With this configuration: - Workers arriving from MTurk are automatically logged in using their workerId - Workers previewing the HIT see a preview page prompting them to accept - When workers complete all tasks, they see a completion page with a "Submit HIT to MTurk" button

URL Parameters

When workers click your HIT on MTurk, they arrive at a URL like:

https://your-server:8080/?workerId=A1B2C3D4E5&assignmentId=xyz123&hitId=abc456&turkSubmitTo=https://www.mturk.com/mturk/externalSubmit

Potato automatically captures these MTurk parameters:

Parameter	Description
`workerId`	Worker's unique MTurk ID (used as username)
`assignmentId`	Unique ID for this worker-HIT assignment
`hitId`	The HIT identifier
`turkSubmitTo`	URL where the form should be submitted on completion

HIT Preview Mode

When assignmentId equals ASSIGNMENT_ID_NOT_AVAILABLE, the worker is previewing the HIT (hasn't accepted it yet). Potato displays a preview page explaining that they need to accept the HIT to begin working.

Completion Flow

When workers complete the task, they see a completion page with: - A "Submit HIT to MTurk" button that POSTs to the turkSubmitTo URL - The completion code (if configured) displayed for reference - The assignmentId is automatically included in the form submission

Setting Up Your External Question HIT

To use Potato with MTurk, you need to create an External Question HIT. Use this XML format:

<?xml version="1.0" encoding="UTF-8"?>
<ExternalQuestion xmlns="http://mechanicalturk.amazonaws.com/AWSMechanicalTurkDataSchemas/2006-07-14/ExternalQuestion.xsd">
  <ExternalURL>https://your-server:8080/?workerId=${workerId}&amp;assignmentId=${assignmentId}&amp;hitId=${hitId}&amp;turkSubmitTo=${turkSubmitTo}</ExternalURL>
  <FrameHeight>800</FrameHeight>
</ExternalQuestion>

MTurk automatically substitutes the placeholder variables (${workerId}, etc.) with actual values.

Full MTurk Configuration Example

Here's a complete configuration for an MTurk study:

# Task identification
annotation_task_name: "Text Classification Task"
task_description: "Classify the sentiment of short texts."

# MTurk login settings
login:
  type: url_direct
  url_argument: workerId

# Optional completion code
completion_code: "TASK_COMPLETE"

# Hide navigation to prevent workers from skipping
hide_navbar: true
jumping_to_id_disabled: true

# Automatic task assignment for crowdsourcing
assignment_strategy: random
max_annotations_per_user: 10
max_annotations_per_item: 3

# Data files
data_files:
  - data/items.json

# Output
output_annotation_dir: annotation_output/

Sandbox vs Production

MTurk provides a sandbox environment for testing.
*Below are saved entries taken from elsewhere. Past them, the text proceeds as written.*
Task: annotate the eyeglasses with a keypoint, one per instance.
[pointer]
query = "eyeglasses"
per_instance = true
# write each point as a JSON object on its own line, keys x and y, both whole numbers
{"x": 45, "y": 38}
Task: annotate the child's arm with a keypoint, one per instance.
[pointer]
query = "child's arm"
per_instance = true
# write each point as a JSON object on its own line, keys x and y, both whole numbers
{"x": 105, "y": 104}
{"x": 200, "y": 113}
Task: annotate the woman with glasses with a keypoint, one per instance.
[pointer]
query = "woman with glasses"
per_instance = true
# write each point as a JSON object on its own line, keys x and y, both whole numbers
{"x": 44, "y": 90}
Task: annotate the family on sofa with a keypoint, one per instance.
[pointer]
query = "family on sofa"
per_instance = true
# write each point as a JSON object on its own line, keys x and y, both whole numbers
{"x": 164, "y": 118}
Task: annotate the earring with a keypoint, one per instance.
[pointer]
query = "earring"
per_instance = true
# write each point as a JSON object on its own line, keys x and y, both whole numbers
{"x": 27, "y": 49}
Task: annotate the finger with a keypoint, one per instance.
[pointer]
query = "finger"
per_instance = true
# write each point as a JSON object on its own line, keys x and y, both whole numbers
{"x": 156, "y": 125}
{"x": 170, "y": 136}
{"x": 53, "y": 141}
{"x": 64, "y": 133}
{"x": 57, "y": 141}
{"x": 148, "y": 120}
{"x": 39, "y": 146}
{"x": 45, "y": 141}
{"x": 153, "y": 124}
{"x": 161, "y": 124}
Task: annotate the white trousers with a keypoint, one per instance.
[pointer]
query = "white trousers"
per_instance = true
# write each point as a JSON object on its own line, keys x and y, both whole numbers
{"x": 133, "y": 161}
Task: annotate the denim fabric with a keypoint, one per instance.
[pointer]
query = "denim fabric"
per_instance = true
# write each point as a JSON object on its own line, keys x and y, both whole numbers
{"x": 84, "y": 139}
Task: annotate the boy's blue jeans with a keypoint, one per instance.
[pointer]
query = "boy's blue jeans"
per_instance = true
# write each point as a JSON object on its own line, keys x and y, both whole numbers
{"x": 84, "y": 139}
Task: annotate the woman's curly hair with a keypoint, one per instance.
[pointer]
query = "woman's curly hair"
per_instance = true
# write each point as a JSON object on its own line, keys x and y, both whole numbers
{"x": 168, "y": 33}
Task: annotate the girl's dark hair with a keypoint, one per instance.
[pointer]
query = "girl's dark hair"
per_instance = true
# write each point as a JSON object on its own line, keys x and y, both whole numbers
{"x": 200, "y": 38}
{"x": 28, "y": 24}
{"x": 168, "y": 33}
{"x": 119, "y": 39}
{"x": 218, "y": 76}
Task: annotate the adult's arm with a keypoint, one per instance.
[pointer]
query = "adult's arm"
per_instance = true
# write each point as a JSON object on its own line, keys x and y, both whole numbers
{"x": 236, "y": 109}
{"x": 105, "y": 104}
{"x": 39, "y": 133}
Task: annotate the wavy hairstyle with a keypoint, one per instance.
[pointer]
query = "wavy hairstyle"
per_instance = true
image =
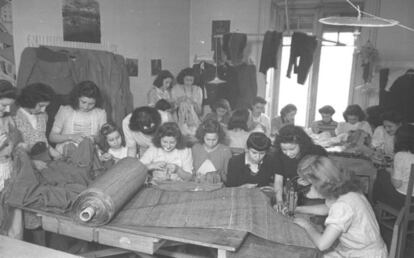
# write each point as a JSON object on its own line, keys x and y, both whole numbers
{"x": 7, "y": 90}
{"x": 170, "y": 129}
{"x": 239, "y": 119}
{"x": 210, "y": 126}
{"x": 145, "y": 119}
{"x": 34, "y": 93}
{"x": 162, "y": 75}
{"x": 85, "y": 89}
{"x": 404, "y": 138}
{"x": 354, "y": 110}
{"x": 294, "y": 134}
{"x": 328, "y": 180}
{"x": 107, "y": 129}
The endpoints are:

Environment	Worker Site	Submit URL
Sandbox	workersandbox.mturk.com	https://workersandbox.mturk.com/mturk/externalSubmit
Production	www.mturk.com	https://www.mturk.com/mturk/externalSubmit

For testing: 1. Create HITs on the sandbox requester site 2. Access as a worker on the sandbox worker site 3. The turkSubmitTo parameter will automatically point to the sandbox

Advanced: MTurk API Integration

For larger studies, Potato can integrate with the MTurk API via boto3 to automatically manage your HIT:

List and monitor assignments
Auto-approve completed assignments
Track worker status

Setup MTurk API

Install boto3:

pip install boto3

Get AWS credentials with MTurk permissions from your AWS account
Create an MTurk config file (configs/mturk_config.yaml):

aws_access_key_id: "YOUR_AWS_ACCESS_KEY"
aws_secret_access_key: "YOUR_AWS_SECRET_KEY"
sandbox: true  # Set to false for production
hit_id: "YOUR_HIT_ID"  # Optional: for tracking/auto-approval

Reference it in your main config:

login:
  type: url_direct
  url_argument: workerId

mturk:
  enabled: true
  config_file_path: configs/mturk_config.yaml

Security Note: Never commit AWS credentials to version control. Use environment variables or AWS credential files in production.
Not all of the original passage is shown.